# Simple Laplace transform problem

• Nov 4th 2009, 12:33 AM
Evales
Simple Laplace transform problem
Exam study haha

2. Consider
f(t) = e^at for t > 0, where 'a' is a constant, then

F
(s) = Integral(from 0 to infinity) e^(st)e^(at)dt

and this integral exists for
s > a, so that

L
(eat) = 1/ (s-a)

for
s > a.

I would have said 1/ (a-s)
Why is it not so?

• Nov 4th 2009, 03:06 AM
mr fantastic
Quote:

Originally Posted by Evales
Exam study haha

2. Consider f(t) = e^at for t > 0, where 'a' is a constant, then

F
(s) = Integral(from 0 to infinity) e^(st)e^(at)dt

and this integral exists for

s > a, so that
L

(eat) = 1/ (s-a)

for s > a.

I would have said 1/ (a-s)
Why is it not so?

$\displaystyle \int_{0}^{+\infty} e^{-st} e^{at} \, dt = \int_{0}^{+\infty} e^{-(s - a)t} \, dt = ....$

• Nov 4th 2009, 03:15 AM
HallsofIvy
$\displaystyle \int_0^\infty e^{at}e^{-st}dt= \int_0^\infty e^{(a-s)t}dt$

Let u= (a-s)t so that du= (a-s)dt and du/(a-s)= dt.
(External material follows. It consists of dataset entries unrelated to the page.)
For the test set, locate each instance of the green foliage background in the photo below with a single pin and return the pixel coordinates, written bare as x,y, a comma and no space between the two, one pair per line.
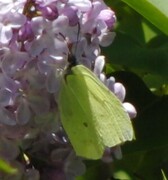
138,58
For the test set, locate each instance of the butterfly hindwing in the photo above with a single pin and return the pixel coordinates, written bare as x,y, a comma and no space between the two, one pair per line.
91,115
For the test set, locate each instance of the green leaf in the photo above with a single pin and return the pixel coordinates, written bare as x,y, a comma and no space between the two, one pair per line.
91,114
5,167
153,10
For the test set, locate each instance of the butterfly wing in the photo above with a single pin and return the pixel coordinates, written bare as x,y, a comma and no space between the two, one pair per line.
91,115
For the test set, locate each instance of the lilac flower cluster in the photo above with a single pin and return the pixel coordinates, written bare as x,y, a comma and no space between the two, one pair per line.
36,38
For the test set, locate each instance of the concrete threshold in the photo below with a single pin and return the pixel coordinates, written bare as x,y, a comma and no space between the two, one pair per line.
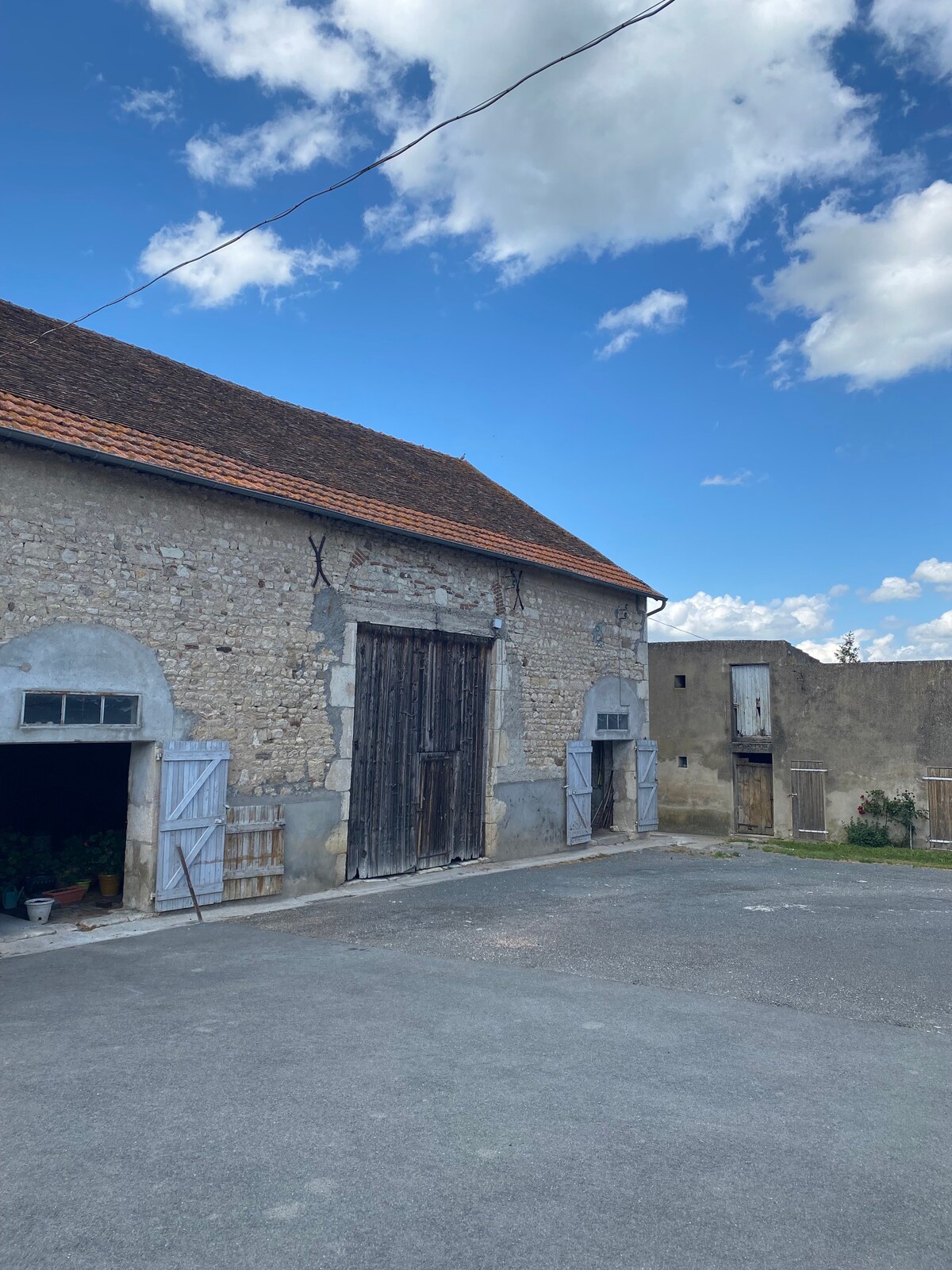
36,937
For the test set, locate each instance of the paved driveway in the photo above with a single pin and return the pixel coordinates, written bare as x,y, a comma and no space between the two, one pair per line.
647,1060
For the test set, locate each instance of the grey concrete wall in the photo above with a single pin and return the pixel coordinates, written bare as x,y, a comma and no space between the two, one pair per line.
871,725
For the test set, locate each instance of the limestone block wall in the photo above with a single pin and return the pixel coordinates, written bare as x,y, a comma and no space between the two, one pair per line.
221,590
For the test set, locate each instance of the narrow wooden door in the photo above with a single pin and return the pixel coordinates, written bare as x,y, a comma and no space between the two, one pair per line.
647,785
808,793
939,783
753,785
578,793
418,784
192,816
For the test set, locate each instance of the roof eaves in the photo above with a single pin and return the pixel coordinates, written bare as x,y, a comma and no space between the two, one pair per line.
585,571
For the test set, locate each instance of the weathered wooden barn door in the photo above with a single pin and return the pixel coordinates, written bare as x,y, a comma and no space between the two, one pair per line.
808,793
578,793
753,785
750,698
939,783
416,791
647,785
254,851
192,816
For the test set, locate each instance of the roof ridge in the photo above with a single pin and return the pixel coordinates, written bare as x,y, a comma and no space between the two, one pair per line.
139,349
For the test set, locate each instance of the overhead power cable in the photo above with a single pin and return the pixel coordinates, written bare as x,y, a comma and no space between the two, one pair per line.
676,628
378,163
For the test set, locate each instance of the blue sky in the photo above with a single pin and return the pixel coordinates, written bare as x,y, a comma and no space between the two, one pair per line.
691,295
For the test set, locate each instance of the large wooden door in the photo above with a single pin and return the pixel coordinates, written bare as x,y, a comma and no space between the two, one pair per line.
808,791
416,791
192,816
939,783
753,787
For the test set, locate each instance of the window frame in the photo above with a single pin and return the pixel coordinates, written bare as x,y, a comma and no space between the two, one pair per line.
136,722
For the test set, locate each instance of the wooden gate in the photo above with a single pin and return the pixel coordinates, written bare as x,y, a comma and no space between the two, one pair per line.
418,783
808,793
254,851
192,816
939,783
753,791
750,700
647,785
578,793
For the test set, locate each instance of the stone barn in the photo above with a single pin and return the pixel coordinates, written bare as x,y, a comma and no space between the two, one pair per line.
283,651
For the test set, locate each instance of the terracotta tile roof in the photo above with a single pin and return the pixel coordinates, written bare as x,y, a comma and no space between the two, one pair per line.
121,403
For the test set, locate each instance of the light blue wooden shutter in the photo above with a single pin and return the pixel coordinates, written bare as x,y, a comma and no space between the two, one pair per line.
192,816
578,791
647,785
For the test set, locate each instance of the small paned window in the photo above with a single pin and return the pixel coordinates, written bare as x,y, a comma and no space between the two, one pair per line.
80,710
612,723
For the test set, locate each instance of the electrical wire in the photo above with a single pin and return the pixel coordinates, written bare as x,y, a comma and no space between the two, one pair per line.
378,163
676,628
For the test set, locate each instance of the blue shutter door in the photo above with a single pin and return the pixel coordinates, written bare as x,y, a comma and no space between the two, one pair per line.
578,791
192,816
647,785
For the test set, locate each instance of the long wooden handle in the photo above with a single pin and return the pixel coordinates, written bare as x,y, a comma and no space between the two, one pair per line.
188,879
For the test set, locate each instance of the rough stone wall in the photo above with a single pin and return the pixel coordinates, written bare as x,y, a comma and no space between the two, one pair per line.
220,587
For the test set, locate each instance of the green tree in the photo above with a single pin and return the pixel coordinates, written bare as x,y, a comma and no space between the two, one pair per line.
848,649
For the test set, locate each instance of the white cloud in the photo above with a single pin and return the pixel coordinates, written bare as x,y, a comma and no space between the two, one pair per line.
936,573
933,639
154,105
278,44
736,479
659,310
895,588
258,260
922,27
731,618
879,286
678,127
286,144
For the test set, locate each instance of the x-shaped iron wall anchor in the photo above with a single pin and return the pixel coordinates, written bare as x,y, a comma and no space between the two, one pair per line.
317,552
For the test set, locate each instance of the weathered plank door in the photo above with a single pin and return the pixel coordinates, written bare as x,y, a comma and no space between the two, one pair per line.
753,784
939,783
418,783
750,698
808,793
578,793
194,781
254,851
647,785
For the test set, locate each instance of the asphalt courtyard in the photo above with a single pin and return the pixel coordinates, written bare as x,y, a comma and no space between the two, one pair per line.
645,1060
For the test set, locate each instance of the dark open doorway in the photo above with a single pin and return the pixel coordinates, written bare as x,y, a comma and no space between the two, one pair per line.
63,814
602,785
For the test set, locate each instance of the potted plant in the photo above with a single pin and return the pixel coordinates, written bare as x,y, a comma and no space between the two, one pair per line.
73,873
108,855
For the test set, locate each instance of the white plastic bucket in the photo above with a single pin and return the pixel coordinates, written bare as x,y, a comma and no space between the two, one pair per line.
38,910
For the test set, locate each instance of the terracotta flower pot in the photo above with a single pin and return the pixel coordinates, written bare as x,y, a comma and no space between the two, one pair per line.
67,895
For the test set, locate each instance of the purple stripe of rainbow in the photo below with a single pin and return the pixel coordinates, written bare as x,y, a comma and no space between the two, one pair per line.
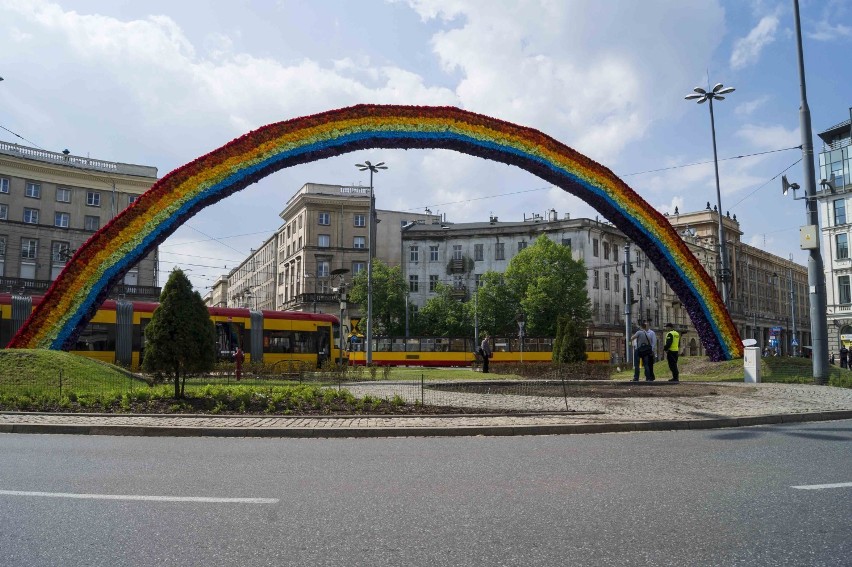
103,260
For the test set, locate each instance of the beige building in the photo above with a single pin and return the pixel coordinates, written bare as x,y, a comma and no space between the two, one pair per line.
51,203
767,295
322,243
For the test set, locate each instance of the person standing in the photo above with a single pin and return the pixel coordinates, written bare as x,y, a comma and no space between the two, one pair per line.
672,348
485,351
646,346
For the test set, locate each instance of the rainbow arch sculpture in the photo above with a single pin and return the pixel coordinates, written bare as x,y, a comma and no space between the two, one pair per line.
104,259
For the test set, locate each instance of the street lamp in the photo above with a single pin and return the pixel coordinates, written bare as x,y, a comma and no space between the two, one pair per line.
372,168
701,96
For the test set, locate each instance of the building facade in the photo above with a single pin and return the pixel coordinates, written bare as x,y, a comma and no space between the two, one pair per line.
835,160
459,254
51,203
322,243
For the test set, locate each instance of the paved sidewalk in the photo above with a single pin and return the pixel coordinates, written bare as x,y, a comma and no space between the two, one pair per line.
764,404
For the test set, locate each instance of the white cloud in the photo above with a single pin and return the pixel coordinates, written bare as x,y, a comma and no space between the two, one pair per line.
747,50
751,106
769,137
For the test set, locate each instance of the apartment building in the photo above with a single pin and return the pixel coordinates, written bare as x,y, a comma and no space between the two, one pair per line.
835,166
51,203
459,254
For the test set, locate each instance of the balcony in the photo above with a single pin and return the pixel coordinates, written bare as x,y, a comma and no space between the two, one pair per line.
39,287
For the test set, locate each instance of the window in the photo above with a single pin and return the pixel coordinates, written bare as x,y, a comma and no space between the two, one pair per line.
29,249
840,211
478,253
63,194
33,190
845,294
323,268
60,252
842,246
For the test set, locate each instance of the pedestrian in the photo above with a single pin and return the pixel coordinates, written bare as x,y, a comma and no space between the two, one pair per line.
646,345
239,357
672,348
485,351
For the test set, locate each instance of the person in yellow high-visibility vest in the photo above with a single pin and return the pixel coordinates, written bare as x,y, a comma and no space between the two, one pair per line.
672,349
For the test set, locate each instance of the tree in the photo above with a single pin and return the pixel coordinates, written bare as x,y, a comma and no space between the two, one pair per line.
443,315
389,291
181,338
549,283
496,306
569,345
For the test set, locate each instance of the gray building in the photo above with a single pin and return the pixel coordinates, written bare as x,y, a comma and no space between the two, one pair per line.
51,203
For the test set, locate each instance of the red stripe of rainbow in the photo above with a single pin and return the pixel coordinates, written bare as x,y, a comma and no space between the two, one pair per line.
108,254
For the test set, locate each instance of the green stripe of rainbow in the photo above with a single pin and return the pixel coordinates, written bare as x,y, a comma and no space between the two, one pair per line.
108,254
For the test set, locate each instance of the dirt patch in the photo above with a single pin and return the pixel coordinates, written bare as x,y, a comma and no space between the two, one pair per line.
599,389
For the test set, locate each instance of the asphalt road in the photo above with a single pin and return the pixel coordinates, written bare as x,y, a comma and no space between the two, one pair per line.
717,497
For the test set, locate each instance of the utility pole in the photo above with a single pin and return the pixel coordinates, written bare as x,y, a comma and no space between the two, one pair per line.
816,272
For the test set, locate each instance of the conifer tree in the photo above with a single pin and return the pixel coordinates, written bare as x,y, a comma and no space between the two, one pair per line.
181,337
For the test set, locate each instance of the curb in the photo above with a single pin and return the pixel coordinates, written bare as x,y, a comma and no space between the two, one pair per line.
462,431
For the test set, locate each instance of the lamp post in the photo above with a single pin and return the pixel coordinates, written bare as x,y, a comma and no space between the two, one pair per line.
372,168
701,96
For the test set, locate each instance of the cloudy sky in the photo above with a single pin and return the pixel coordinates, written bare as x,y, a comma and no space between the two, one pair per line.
161,83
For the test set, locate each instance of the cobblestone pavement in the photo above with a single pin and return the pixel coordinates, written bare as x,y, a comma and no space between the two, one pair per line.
765,403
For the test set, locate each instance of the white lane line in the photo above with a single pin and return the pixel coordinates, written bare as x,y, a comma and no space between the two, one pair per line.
821,486
204,499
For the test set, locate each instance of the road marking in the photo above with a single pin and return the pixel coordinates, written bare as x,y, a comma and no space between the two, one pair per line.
821,486
204,499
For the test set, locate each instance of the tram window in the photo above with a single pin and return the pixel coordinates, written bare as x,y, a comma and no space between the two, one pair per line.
278,341
97,337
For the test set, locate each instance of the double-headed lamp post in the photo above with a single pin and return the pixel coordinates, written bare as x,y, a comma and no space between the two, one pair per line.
372,168
701,96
Now the integral is $\displaystyle \frac{1}{a-s}\int e^udu$ but we have to be careful about the limits of integration. At t= 0, u= (a-s)t= (a-s)0= 0 but if s> a, a-s< 0 so the upper limit will be $\displaystyle -\infty$.

That is, the integral is now $\displaystyle \frac{1}{a-s}\int_0^{-\infty} e^u du$. Integrating that gives, again, an exponential which will be 0 at the upper limit. The integral is $\displaystyle 0- \frac{1}{a-s}e^0= \frac{1}{s-a}$.